Graveslab, Inishcaltra, Co. Clare
Co. Clare |
Tombs & Memorials
On the holy island of Inis Cealtra, in the middle of Lough Derg on the Shannon, there lies a graveslab that managed to make it onto a scholarly map without ever being given a name.
In R. A. S. Macalister's detailed plan of the island's Saint's graveyard, drawn up during his survey of 1916 to 1917, the slab is rendered faithfully in plate XV but assigned no number, placing it in an odd liminal position: recorded but uncatalogued, present but not quite accounted for.

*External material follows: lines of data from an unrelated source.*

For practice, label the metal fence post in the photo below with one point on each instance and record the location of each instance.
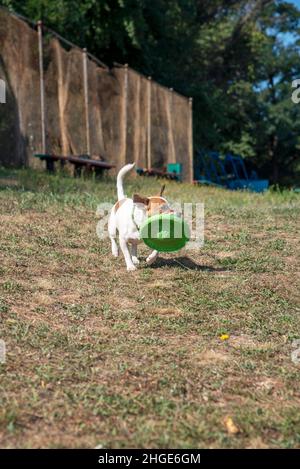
(42, 84)
(149, 84)
(125, 112)
(190, 137)
(86, 100)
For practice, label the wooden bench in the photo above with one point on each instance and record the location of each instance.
(164, 173)
(79, 162)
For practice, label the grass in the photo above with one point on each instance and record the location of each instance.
(97, 356)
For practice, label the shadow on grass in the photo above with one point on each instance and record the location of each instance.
(185, 263)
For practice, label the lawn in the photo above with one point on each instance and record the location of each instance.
(97, 356)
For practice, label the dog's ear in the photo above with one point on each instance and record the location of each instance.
(138, 199)
(162, 190)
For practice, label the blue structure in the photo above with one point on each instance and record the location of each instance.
(229, 171)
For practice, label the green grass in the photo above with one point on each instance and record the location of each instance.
(99, 356)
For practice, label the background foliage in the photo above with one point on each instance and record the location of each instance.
(237, 59)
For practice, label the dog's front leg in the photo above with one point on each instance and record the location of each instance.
(124, 247)
(152, 257)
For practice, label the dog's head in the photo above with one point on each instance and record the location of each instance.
(153, 205)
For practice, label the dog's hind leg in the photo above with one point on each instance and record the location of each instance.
(112, 231)
(152, 257)
(124, 247)
(134, 254)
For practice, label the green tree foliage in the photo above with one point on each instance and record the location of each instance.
(237, 58)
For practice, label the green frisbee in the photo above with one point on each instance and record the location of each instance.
(165, 232)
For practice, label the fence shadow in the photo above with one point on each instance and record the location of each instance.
(185, 263)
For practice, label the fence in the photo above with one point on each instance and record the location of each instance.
(59, 98)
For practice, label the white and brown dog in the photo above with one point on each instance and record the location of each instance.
(126, 217)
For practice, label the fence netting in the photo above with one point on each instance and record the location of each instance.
(128, 117)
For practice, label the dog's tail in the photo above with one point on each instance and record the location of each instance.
(120, 178)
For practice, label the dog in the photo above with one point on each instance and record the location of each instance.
(126, 217)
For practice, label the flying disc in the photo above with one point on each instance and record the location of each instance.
(165, 232)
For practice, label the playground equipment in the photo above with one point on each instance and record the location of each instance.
(165, 232)
(229, 171)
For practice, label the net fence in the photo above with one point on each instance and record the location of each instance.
(117, 115)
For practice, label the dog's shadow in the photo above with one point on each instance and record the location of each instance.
(185, 263)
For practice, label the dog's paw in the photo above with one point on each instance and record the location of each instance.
(150, 259)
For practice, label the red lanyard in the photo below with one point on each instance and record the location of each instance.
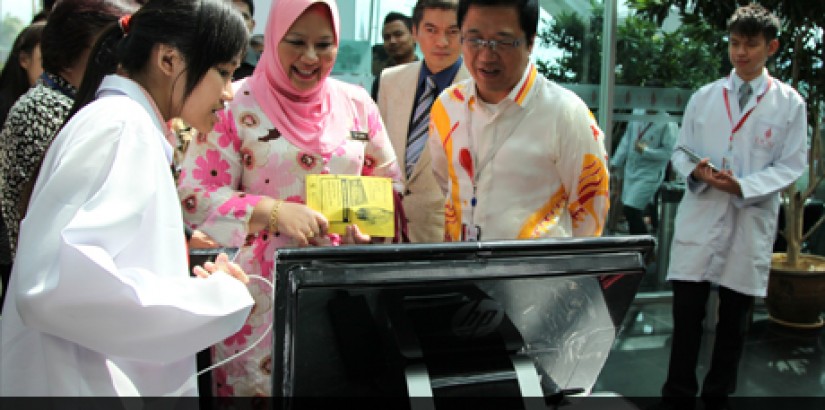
(747, 114)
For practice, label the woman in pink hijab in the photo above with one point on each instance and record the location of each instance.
(244, 183)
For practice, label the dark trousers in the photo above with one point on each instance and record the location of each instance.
(689, 301)
(635, 220)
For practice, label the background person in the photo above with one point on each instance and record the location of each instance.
(398, 43)
(250, 60)
(641, 158)
(405, 107)
(753, 128)
(517, 156)
(245, 183)
(20, 71)
(35, 118)
(103, 304)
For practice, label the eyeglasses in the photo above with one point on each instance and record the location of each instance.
(504, 45)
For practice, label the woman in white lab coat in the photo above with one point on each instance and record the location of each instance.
(101, 301)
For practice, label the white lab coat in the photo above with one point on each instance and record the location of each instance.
(644, 171)
(101, 302)
(719, 237)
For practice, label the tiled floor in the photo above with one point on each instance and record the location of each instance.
(777, 362)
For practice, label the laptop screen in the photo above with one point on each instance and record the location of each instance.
(451, 319)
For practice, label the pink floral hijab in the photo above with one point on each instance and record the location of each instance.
(315, 120)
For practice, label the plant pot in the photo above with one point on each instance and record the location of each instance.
(796, 295)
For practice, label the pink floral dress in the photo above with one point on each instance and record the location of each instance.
(225, 173)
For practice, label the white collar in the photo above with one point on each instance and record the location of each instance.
(118, 85)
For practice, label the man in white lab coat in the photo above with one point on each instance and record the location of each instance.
(726, 222)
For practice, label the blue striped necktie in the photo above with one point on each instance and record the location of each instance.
(419, 129)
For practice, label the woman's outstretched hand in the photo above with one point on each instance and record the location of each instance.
(353, 236)
(222, 263)
(301, 222)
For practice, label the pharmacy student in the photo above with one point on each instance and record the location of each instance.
(101, 301)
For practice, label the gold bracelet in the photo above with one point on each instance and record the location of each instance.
(273, 217)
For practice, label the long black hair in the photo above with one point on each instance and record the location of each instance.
(14, 80)
(206, 32)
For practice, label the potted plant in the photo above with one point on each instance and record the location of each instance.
(796, 290)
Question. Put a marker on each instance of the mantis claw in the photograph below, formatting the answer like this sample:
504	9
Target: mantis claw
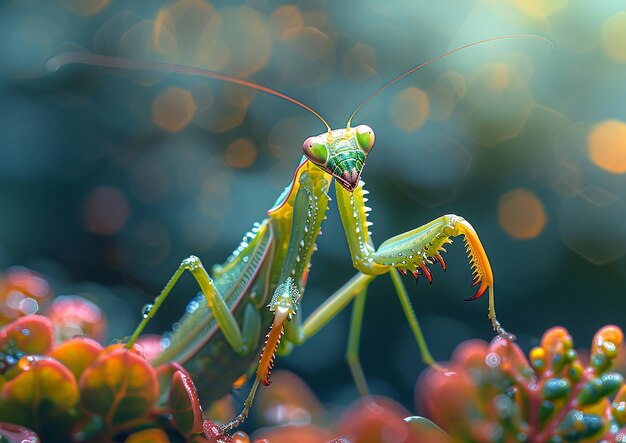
427	273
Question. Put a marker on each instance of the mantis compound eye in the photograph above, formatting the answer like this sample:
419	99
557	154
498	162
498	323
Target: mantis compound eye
365	137
315	150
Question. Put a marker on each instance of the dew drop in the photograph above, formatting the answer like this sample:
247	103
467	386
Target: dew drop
492	360
145	311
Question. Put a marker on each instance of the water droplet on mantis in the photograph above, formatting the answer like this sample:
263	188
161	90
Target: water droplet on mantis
145	311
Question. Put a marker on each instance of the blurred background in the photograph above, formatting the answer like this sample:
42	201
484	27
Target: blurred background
108	179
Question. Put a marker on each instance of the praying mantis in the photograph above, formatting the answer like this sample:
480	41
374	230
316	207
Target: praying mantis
261	285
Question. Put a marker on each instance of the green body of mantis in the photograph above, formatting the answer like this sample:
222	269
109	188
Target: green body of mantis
260	286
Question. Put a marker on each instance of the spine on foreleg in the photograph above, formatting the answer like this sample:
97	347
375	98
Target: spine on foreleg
268	355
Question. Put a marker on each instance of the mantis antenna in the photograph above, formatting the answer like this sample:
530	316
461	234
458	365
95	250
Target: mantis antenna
83	58
452	51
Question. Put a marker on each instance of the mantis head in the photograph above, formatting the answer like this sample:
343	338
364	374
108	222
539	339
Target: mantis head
341	152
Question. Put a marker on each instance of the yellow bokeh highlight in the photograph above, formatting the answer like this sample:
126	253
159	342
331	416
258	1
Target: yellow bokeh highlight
241	153
539	9
409	109
521	214
607	146
173	109
194	26
85	7
614	36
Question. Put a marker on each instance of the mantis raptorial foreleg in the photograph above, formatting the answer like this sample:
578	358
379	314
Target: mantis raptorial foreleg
415	250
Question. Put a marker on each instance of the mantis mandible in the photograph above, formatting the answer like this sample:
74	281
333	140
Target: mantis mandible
270	266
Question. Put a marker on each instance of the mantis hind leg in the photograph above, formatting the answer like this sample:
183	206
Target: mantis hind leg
223	316
352	351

The slab itself is recumbent, meaning it lies flat over the burial rather than standing upright as a marker, and measures 1.34 metres in length by 0.5 metres across. It carries no inscription, no cross, no knotwork. The single feature worth noting is an oval inclusion of quartz near the bottom of the stone, a natural geological occurrence rather than a deliberate carving, though quartz does appear with some frequency in early medieval Irish burial contexts, sometimes placed near the dead with apparent intention. Whether that association holds here is impossible to say. The slab sits in the north-eastern corner of the graveyard, 7.25 metres from the northern wall and 2.2 metres from the eastern, coordinates precise enough to locate it but doing little to explain why it was left unnumbered when its neighbours were not.